Friday, December 17, 2010

How does the song "My Heroes Have Always Been Cowboys" relate to the novel All the Pretty Horses? Is there a particular thematic parallel between...

Willy Nelson’s poignant “My Heroes Have Always Been Cowboys” and Cormac McCarthy’s All the Pretty Horses share a number of thematic qualities. Chief among them is the shared sense of misplaced nostalgia that pervades both the song and the novel. Indeed, both pieces emphasize their respective protagonists’ hero-worship of a romanticized old West and the cowboys that populated the rough region. Nelson writes:



 ”I grew up a-dreamin’ of bein’ a cowboy,


And lovin’ the cowboy ways


Pursin’ the life of my high-ridin’ heroes,


I burned up my childhood days.”



This song seems to perfectly portray John Grady Cole and his adoration of the old West. At Abuela’s funeral, the young man reflects on a romantic reverence for horses and ranching:   



“What he loved in horses was what he loved in men, the blood and the heat of the blood that ran them. All his reverence and all his fondness and all the leanings of his life were for the ardenthearted and they would always be so and never be otherwise” (6).

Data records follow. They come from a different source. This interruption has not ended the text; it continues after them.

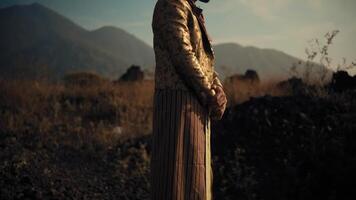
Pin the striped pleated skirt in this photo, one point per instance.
(181, 157)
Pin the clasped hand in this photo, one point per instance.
(217, 103)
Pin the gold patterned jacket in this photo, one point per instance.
(184, 57)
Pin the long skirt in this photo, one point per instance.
(181, 157)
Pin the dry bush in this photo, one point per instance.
(238, 91)
(106, 110)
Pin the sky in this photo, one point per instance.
(285, 25)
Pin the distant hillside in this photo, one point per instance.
(36, 41)
(233, 58)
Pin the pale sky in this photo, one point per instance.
(285, 25)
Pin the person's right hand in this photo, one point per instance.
(217, 104)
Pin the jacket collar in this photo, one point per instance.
(198, 12)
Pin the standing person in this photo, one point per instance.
(188, 94)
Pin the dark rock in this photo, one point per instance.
(342, 81)
(134, 73)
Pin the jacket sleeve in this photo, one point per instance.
(216, 79)
(175, 33)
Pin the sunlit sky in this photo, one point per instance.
(286, 25)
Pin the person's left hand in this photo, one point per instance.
(217, 104)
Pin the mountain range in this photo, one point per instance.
(36, 41)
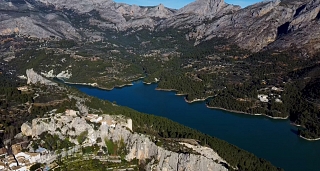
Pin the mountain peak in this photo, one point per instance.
(206, 7)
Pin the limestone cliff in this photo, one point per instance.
(34, 78)
(267, 24)
(139, 146)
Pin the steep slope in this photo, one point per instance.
(279, 24)
(271, 20)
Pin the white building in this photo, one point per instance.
(263, 98)
(71, 113)
(2, 165)
(31, 157)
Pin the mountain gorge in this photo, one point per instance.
(259, 60)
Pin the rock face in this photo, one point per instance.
(268, 24)
(139, 146)
(34, 78)
(26, 129)
(208, 7)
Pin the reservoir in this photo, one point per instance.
(274, 140)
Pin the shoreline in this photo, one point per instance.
(195, 100)
(240, 112)
(95, 85)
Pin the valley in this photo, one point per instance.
(259, 60)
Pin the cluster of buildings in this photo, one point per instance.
(15, 159)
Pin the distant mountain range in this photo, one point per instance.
(268, 24)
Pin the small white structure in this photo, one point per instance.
(32, 157)
(2, 165)
(23, 88)
(96, 120)
(20, 168)
(71, 112)
(276, 89)
(263, 98)
(129, 124)
(12, 163)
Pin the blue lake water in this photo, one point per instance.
(274, 140)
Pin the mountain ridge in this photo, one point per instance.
(276, 22)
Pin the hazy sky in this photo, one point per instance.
(180, 3)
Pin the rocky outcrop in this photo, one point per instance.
(26, 129)
(34, 78)
(267, 24)
(208, 8)
(139, 146)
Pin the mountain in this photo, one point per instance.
(279, 24)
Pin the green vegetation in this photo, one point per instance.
(165, 128)
(79, 163)
(52, 142)
(82, 137)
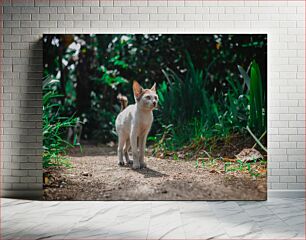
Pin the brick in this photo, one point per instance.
(65, 10)
(147, 9)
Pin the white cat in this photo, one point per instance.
(133, 124)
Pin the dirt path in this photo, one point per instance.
(96, 176)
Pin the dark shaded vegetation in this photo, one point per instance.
(205, 99)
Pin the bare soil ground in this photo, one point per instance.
(95, 175)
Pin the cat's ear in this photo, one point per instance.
(153, 88)
(137, 89)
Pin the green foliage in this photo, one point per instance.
(55, 128)
(257, 120)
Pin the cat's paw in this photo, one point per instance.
(136, 165)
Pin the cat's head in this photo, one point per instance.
(145, 98)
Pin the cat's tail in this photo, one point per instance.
(123, 101)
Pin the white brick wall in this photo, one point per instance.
(24, 22)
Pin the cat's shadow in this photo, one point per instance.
(149, 172)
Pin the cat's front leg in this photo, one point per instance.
(133, 140)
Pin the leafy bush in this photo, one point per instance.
(189, 112)
(55, 129)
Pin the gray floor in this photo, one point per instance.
(273, 219)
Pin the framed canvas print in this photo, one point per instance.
(155, 116)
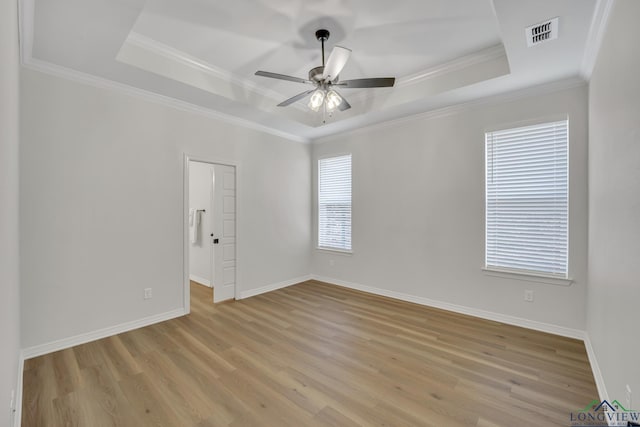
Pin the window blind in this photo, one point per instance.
(527, 198)
(334, 203)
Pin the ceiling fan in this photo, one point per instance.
(326, 80)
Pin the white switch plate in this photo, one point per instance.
(528, 295)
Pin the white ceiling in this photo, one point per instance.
(202, 54)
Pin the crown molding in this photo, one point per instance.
(102, 83)
(26, 28)
(456, 108)
(596, 34)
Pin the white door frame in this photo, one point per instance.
(185, 224)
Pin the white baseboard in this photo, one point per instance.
(470, 311)
(268, 288)
(17, 414)
(61, 344)
(200, 280)
(597, 373)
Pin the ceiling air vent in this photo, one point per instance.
(542, 32)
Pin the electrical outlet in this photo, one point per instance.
(528, 295)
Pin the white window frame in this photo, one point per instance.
(320, 244)
(496, 269)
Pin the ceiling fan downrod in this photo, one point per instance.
(322, 35)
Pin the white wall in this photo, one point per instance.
(613, 318)
(101, 202)
(200, 193)
(9, 241)
(418, 210)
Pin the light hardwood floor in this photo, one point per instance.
(309, 355)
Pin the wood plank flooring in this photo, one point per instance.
(312, 354)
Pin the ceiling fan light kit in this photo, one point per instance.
(325, 78)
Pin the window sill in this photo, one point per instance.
(527, 276)
(334, 250)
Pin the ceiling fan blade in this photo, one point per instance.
(344, 105)
(336, 62)
(374, 82)
(293, 99)
(281, 77)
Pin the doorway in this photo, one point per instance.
(210, 228)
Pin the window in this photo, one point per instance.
(527, 199)
(334, 203)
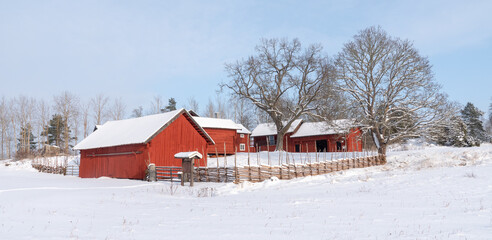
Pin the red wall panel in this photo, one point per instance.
(179, 136)
(221, 136)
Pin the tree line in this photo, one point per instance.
(381, 81)
(32, 127)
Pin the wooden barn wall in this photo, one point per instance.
(131, 166)
(221, 136)
(261, 143)
(353, 142)
(243, 140)
(179, 136)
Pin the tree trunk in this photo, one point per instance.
(382, 152)
(280, 141)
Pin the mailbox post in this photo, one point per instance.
(187, 163)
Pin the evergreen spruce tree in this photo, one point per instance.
(171, 106)
(26, 142)
(472, 118)
(55, 131)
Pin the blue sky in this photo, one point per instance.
(139, 49)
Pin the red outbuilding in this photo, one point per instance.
(223, 132)
(336, 136)
(125, 148)
(265, 136)
(243, 139)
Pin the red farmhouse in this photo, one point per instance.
(124, 148)
(223, 132)
(338, 136)
(265, 136)
(242, 139)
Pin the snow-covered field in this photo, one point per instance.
(424, 192)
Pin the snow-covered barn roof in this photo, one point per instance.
(134, 130)
(216, 123)
(193, 154)
(266, 129)
(324, 128)
(243, 129)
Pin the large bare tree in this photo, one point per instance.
(4, 124)
(118, 109)
(99, 108)
(281, 79)
(391, 84)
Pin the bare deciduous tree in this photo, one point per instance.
(66, 105)
(43, 120)
(85, 108)
(282, 79)
(4, 124)
(99, 108)
(157, 105)
(391, 84)
(192, 104)
(137, 112)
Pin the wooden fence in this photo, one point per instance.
(65, 170)
(264, 172)
(72, 171)
(168, 173)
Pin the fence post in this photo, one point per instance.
(236, 179)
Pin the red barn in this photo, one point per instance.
(222, 131)
(124, 148)
(337, 136)
(243, 139)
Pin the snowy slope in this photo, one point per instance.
(422, 193)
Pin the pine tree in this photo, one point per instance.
(26, 142)
(472, 118)
(55, 131)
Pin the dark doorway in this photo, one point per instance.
(321, 145)
(339, 146)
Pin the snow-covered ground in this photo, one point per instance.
(424, 192)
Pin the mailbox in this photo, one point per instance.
(187, 163)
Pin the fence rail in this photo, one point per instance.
(65, 170)
(168, 173)
(264, 172)
(72, 171)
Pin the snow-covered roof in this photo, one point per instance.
(193, 154)
(216, 123)
(133, 131)
(266, 129)
(324, 128)
(243, 129)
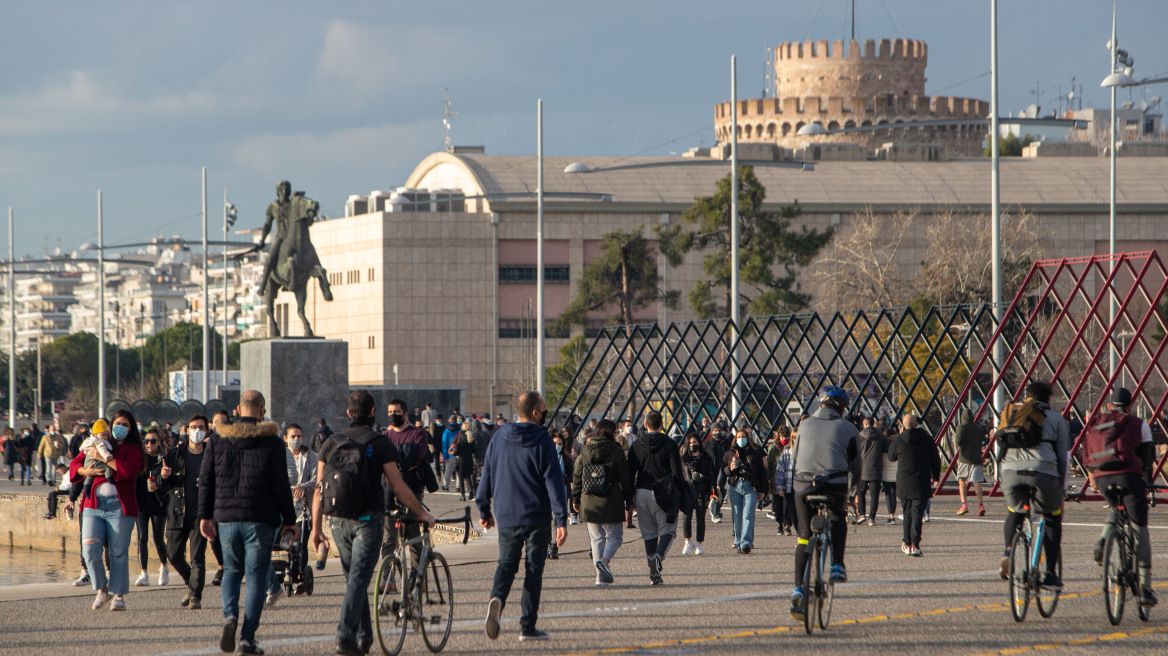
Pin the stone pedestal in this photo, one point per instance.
(301, 379)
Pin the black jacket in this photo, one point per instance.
(172, 490)
(244, 475)
(918, 462)
(750, 467)
(873, 446)
(651, 456)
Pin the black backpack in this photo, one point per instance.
(347, 489)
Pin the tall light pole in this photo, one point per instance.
(207, 304)
(101, 309)
(539, 249)
(734, 237)
(995, 200)
(12, 326)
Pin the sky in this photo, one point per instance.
(346, 97)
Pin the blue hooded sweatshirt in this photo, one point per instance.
(522, 476)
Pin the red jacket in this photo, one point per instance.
(130, 460)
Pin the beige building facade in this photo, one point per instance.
(447, 297)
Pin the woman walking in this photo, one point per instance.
(602, 467)
(745, 476)
(701, 472)
(110, 509)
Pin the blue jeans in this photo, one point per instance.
(512, 542)
(108, 527)
(247, 551)
(359, 542)
(743, 502)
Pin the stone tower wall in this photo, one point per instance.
(839, 88)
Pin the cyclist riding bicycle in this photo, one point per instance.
(1133, 447)
(1036, 475)
(827, 449)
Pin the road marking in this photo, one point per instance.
(1087, 640)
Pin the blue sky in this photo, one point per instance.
(133, 97)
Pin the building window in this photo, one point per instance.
(525, 329)
(555, 274)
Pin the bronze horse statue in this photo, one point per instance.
(292, 259)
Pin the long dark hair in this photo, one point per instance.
(133, 438)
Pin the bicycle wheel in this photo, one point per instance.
(1114, 584)
(1020, 587)
(828, 592)
(1044, 598)
(388, 612)
(437, 602)
(810, 598)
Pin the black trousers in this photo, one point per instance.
(154, 524)
(194, 573)
(913, 516)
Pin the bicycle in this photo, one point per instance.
(819, 588)
(1119, 571)
(1027, 569)
(421, 595)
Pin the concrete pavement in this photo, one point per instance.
(950, 601)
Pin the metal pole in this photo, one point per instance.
(207, 304)
(224, 285)
(12, 325)
(1111, 223)
(539, 250)
(101, 311)
(995, 200)
(734, 235)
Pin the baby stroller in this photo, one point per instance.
(292, 566)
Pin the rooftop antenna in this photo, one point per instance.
(445, 118)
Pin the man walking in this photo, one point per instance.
(971, 437)
(653, 456)
(523, 479)
(357, 531)
(244, 497)
(918, 465)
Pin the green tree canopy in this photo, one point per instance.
(623, 277)
(769, 250)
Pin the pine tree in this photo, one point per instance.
(769, 250)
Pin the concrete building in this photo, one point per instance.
(444, 295)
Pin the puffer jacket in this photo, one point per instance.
(603, 509)
(244, 475)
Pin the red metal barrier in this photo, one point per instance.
(1061, 314)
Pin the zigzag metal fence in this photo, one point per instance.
(931, 362)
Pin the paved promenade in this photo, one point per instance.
(950, 601)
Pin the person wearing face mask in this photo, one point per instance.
(745, 474)
(178, 487)
(701, 472)
(110, 508)
(567, 466)
(151, 514)
(301, 465)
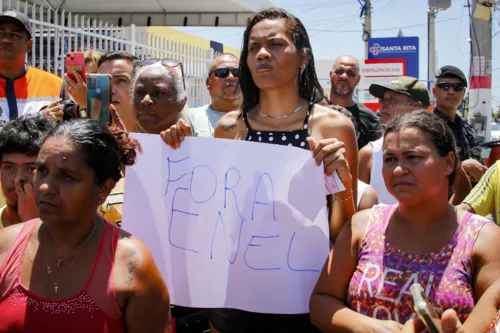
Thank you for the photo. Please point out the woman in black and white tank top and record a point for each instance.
(280, 92)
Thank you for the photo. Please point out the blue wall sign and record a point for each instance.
(396, 47)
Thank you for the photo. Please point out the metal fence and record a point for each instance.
(55, 34)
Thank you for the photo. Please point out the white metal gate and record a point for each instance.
(55, 34)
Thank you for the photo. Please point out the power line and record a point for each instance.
(387, 29)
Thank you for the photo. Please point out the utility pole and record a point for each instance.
(431, 42)
(480, 80)
(367, 34)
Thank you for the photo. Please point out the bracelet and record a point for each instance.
(343, 200)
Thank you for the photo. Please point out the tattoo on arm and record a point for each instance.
(131, 267)
(228, 127)
(4, 249)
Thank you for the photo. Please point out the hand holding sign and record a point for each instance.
(249, 218)
(331, 153)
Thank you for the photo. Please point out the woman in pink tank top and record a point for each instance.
(70, 271)
(365, 284)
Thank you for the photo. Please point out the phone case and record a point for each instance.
(75, 61)
(424, 309)
(99, 97)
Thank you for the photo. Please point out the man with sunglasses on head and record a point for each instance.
(121, 66)
(225, 93)
(344, 78)
(449, 91)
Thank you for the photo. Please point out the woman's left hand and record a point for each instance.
(116, 124)
(332, 153)
(449, 324)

McCarthy's language reflects the nostalgia of young Grady. Interestingly, both the song and the novel acknowledge the danger of romanticizing the hard-scrabble lives of cowboys. Nelson’s lyrics are evocative of the weary fate of cowboys and their search for something unattainable:



“My heroes have always been cowboys


And they still are it seems


Sadly, in search of, but one step in back of


Themselves and their slow-movin’ dreams.”



John Cole Grady is himself after something unattainable: he desires to be a cowboy at a time in which it is no longer a feasible lifestyle. Grady’s father reflects that the cowboy lifestyle is quickly dying, and is certainly not for everybody, least of all for somebody like Grady's mother:



“Son, not everybody thinks that life on a cattle ranch in west Texas is the second best thing to dyin and goin to heaven. She dont want to live out there, that 's all. If it was a payin proposition that'd be one thing. But it aint” (17).



Nelson’s “My Heroes Have Always Been Cowboys” and McCarthy’s All the Pretty Horses share a major thematic motif: the hero-worship of Western cowboys and the sad realities associated with romanticizing the past.


I pulled my textual evidence from the liner notes of The Essential Willy Nelson.